Stock for sporting goods retailers plunged on Friday as quarterly results that were poor posted by Foot Locker and Hibbett increased concerns by investors about a glut in supply that could intensify price wars across the industry.

The most recent results followed those of Dick’s Sporting Goods a larger rival, which warned earlier in the week that gross margins might be pressured.

Foot Locker shares were down over 26%, while Hibbett Sports dropped by 18.2%, Finnish Line 12.5%, Dicks another 3.2% and Big 5 over 3.2%.

Results weighed on stock of suppliers such as Nike Inc., Under Armour and Adidas. Nike was off 3.8% and fell the most on the Dow.

Athletic footwear and apparel is being over-distributed and a glut of inventory is causing problems, said one industry analyst.

He added that he sees retrenchment for several years as overall supply is lowered to meet a new, lower level of consumer demand.

Dropping demand in shoes for basketball, a steep fall in spending for sneakers, added to a pessimistic outlook for this year’s back to school season fueled concerns of investors over the path ahead for the industry.

Traffic at apparel and footwear stores over the last three months dropped, with the biggest decline in July of 4.6%, according to analyst’s reports. Traffic is 4.1% down for the year through July, showed reports.

Richard Johnson the CEO of Foot Locker, one of the largest U.S. sportswear chains blamed the lack of any new innovative products across the market and said he expected that this trend would continue to the end of 2017.

Retailers of sportswear typically hold exclusive rights with suppliers like Adidas and Nike to showcase the latest products that are limited edition usually helping to attract in shoppers that are younger.

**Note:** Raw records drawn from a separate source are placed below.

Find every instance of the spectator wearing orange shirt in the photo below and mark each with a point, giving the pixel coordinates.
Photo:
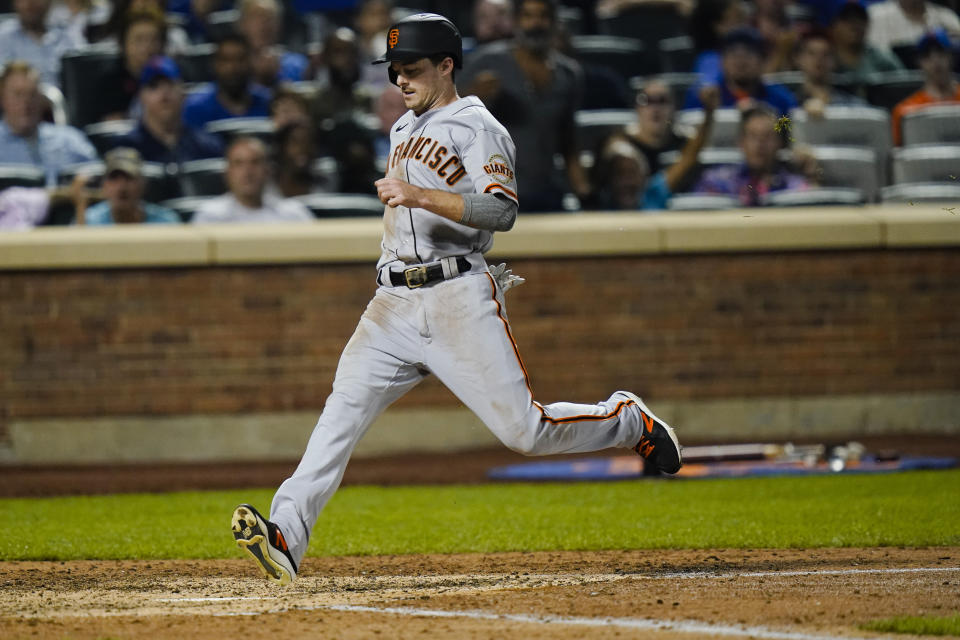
(935, 55)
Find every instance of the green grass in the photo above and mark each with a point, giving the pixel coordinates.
(914, 509)
(917, 625)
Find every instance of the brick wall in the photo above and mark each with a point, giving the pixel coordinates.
(248, 339)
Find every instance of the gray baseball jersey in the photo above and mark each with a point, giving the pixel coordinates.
(459, 148)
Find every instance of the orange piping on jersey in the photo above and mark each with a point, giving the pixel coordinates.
(491, 187)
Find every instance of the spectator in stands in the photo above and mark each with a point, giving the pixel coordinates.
(710, 23)
(935, 55)
(625, 179)
(492, 21)
(123, 202)
(160, 135)
(24, 139)
(741, 83)
(815, 60)
(27, 38)
(260, 22)
(248, 199)
(142, 37)
(902, 22)
(855, 58)
(176, 40)
(295, 155)
(534, 91)
(195, 14)
(652, 133)
(761, 171)
(233, 93)
(339, 92)
(288, 107)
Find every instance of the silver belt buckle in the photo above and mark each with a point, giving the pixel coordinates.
(415, 277)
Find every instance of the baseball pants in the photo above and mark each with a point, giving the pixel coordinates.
(457, 330)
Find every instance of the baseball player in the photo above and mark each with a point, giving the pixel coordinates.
(438, 308)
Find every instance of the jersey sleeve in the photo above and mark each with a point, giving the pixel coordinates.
(490, 159)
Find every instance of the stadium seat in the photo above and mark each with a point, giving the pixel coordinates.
(21, 175)
(230, 128)
(203, 177)
(340, 205)
(849, 167)
(79, 71)
(726, 126)
(847, 126)
(185, 207)
(625, 56)
(921, 192)
(890, 87)
(679, 84)
(104, 135)
(927, 163)
(702, 202)
(677, 54)
(932, 125)
(195, 62)
(650, 24)
(595, 126)
(813, 197)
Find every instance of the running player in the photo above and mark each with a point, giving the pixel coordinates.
(438, 309)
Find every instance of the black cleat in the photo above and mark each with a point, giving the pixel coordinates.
(265, 542)
(658, 443)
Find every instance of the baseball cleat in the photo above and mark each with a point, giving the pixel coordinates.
(265, 542)
(658, 443)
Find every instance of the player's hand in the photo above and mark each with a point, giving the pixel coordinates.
(397, 193)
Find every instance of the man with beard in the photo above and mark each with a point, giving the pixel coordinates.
(232, 94)
(534, 91)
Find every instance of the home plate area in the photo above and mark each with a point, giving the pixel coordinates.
(788, 594)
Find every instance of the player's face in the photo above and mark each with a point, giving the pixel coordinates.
(421, 82)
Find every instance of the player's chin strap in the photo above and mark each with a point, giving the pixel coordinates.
(505, 278)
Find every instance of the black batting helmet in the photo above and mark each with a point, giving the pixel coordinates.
(421, 36)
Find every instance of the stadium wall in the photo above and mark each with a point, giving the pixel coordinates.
(206, 343)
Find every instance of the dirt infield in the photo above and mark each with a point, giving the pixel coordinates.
(789, 594)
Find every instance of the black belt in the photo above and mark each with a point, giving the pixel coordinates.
(416, 277)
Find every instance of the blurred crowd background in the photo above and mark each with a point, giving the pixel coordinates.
(208, 111)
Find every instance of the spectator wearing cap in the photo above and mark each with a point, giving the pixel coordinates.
(895, 23)
(741, 82)
(24, 138)
(233, 94)
(27, 38)
(248, 199)
(142, 36)
(160, 134)
(815, 60)
(856, 58)
(761, 171)
(123, 202)
(935, 55)
(260, 22)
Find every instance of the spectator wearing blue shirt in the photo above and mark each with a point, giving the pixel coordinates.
(123, 192)
(27, 38)
(160, 135)
(260, 22)
(24, 139)
(741, 82)
(233, 93)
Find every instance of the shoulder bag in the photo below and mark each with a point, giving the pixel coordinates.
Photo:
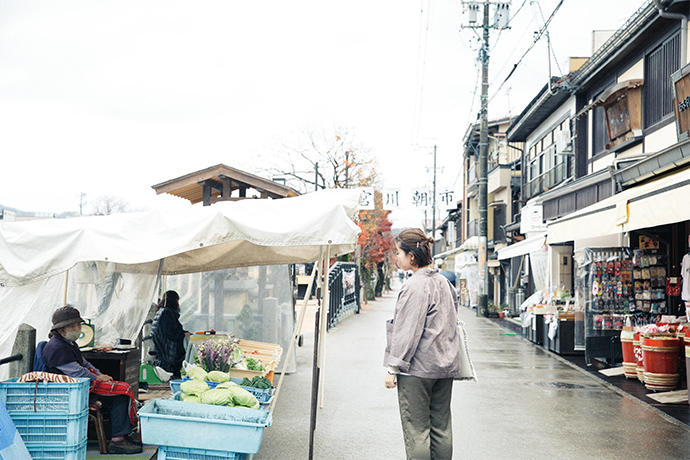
(467, 371)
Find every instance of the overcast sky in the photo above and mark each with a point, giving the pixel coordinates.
(110, 98)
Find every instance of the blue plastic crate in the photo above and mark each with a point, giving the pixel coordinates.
(200, 426)
(53, 429)
(63, 398)
(57, 452)
(183, 453)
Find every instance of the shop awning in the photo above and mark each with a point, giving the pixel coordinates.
(470, 244)
(523, 247)
(659, 202)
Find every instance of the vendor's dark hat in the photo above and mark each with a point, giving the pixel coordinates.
(65, 316)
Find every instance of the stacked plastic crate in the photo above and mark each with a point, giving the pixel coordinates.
(52, 418)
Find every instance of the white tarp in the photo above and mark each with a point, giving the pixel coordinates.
(227, 234)
(113, 261)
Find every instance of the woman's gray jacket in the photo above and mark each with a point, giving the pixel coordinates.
(422, 338)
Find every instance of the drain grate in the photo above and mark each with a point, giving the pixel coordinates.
(569, 386)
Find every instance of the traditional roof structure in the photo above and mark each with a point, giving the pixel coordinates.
(217, 183)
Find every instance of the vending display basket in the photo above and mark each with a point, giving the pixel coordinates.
(199, 426)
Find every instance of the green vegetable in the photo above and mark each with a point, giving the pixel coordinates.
(261, 382)
(196, 373)
(255, 365)
(194, 387)
(217, 397)
(242, 397)
(190, 398)
(227, 385)
(217, 376)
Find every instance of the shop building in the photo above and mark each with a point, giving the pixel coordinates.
(606, 167)
(503, 188)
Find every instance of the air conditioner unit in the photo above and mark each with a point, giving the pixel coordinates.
(563, 142)
(472, 12)
(502, 16)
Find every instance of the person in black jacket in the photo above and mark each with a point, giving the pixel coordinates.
(168, 335)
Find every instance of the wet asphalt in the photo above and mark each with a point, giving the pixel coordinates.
(528, 403)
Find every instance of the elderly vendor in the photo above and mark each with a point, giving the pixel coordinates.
(62, 356)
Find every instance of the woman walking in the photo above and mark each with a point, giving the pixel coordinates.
(423, 350)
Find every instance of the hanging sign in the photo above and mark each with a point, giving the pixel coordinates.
(366, 200)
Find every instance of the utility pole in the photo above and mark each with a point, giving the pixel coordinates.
(482, 307)
(433, 209)
(316, 177)
(482, 166)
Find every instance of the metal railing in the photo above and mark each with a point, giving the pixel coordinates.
(343, 283)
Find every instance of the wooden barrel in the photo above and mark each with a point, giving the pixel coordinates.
(639, 356)
(660, 362)
(629, 362)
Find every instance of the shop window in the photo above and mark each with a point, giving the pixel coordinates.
(660, 63)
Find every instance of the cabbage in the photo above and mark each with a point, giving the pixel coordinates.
(227, 385)
(255, 365)
(196, 373)
(194, 387)
(217, 376)
(217, 397)
(189, 398)
(242, 397)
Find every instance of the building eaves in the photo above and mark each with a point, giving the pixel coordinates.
(616, 45)
(544, 103)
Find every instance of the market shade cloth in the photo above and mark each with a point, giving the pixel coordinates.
(523, 247)
(659, 202)
(225, 235)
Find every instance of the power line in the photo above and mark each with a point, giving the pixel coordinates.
(421, 67)
(536, 39)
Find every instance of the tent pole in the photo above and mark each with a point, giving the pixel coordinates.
(295, 335)
(325, 307)
(315, 362)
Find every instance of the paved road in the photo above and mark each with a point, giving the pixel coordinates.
(528, 403)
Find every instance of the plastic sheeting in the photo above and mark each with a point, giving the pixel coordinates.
(256, 304)
(225, 235)
(117, 306)
(110, 264)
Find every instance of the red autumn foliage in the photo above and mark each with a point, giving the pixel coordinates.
(375, 240)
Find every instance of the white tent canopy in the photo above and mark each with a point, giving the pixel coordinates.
(35, 255)
(227, 234)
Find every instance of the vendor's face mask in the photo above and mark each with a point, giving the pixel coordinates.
(72, 335)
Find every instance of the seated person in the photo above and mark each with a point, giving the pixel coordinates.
(62, 356)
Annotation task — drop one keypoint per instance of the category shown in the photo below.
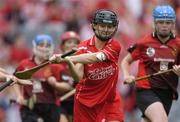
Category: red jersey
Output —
(100, 79)
(155, 56)
(47, 93)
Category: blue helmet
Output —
(164, 12)
(47, 50)
(43, 39)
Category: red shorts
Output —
(104, 112)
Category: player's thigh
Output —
(156, 112)
(115, 114)
(83, 113)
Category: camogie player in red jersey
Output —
(96, 70)
(156, 52)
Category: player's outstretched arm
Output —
(176, 69)
(125, 64)
(6, 77)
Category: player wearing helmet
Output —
(43, 92)
(68, 40)
(95, 68)
(156, 52)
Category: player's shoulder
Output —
(57, 66)
(26, 61)
(115, 43)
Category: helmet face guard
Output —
(163, 13)
(105, 17)
(43, 46)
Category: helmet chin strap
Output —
(106, 38)
(164, 35)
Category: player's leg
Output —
(115, 114)
(83, 113)
(154, 104)
(144, 119)
(156, 113)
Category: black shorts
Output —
(48, 112)
(145, 97)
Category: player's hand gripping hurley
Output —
(26, 74)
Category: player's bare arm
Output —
(176, 69)
(125, 64)
(6, 77)
(59, 86)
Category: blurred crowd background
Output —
(22, 20)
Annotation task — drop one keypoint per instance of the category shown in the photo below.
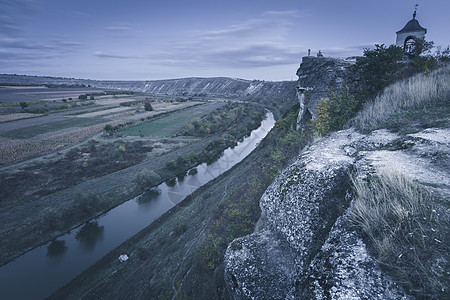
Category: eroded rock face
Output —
(305, 246)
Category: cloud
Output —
(353, 50)
(12, 13)
(112, 55)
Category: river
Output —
(41, 271)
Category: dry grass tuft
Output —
(408, 230)
(414, 93)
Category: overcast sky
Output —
(158, 39)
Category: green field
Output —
(169, 125)
(27, 132)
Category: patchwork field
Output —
(64, 157)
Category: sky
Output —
(162, 39)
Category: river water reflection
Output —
(41, 271)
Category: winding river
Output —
(41, 271)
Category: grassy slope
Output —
(182, 253)
(61, 210)
(169, 125)
(27, 132)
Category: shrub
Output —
(142, 253)
(148, 106)
(378, 69)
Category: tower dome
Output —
(411, 32)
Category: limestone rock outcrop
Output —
(318, 76)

In addition, Amazon the online e-commerce retailer is looming over the entire industry as it pushes into new areas.

One analyst described it this way: Why would a customer drive 30 to 45 minutes in traffic to a store when they can remain at home and purchase online from Amazon, especially if it includes free shipping.

Clearing inventory has also become a big problem for the industry after a run of bankruptcies including Gander Mountain, Performance Sports and Sports Authority.

One Wall Street analysts said his office predicts it will be a number of years of problems for companies competing in this arena.